Snyder v. Phelps excerpt: Roberts's majority opinion in Westboro church case
Following is an excerpt from Chief Justice John G. Roberts Jr.'s closing Wednesday in the court's ruling that the First Amendment protects even hurtful speech about public issues and upheld the right of Westboro Baptist Church to protest near military funerals.
"Our holding today is narrow. We are required in First Amendment cases to carefully review the record, and the reach of our opinion here is limited by the particular facts before us. As we have noted, 'the sensitivity and significance of the interests presented in clashes between First Amendment and [state law] rights counsel relying on limited principles that sweep no more broadly than the appropriate context of the instant case.' Florida Star v. B. J. F., 491 U. S. 524, 533 (1989).
"Westboro believes that America is morally flawed; many Americans might feel the same about Westboro. Westboro's funeral picketing is certainly hurtful and its contribution to public discourse may be negligible.
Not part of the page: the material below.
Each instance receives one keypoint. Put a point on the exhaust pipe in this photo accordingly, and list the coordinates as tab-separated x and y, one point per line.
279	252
But Westboro addressed matters of public import on public property, in a peaceful manner, in full compliance with the guidance of local officials. The speech was indeed planned to coincide with Matthew Snyder's funeral, but did not itself disrupt that funeral, and Westboro's choice to conduct its picketing at that time and place did not alter the nature of its speech.
"Speech is powerful. It can stir people to action, move them to tears of both joy and sorrow, and - as it did here - inflict great pain. On the facts before us, we cannot react to that pain by punishing the speaker. As a Nation we have chosen a different course - to protect even hurtful speech on public issues to ensure that we do not stifle public debate. That choice requires that we shield Westboro from tort liability for its picketing in this case."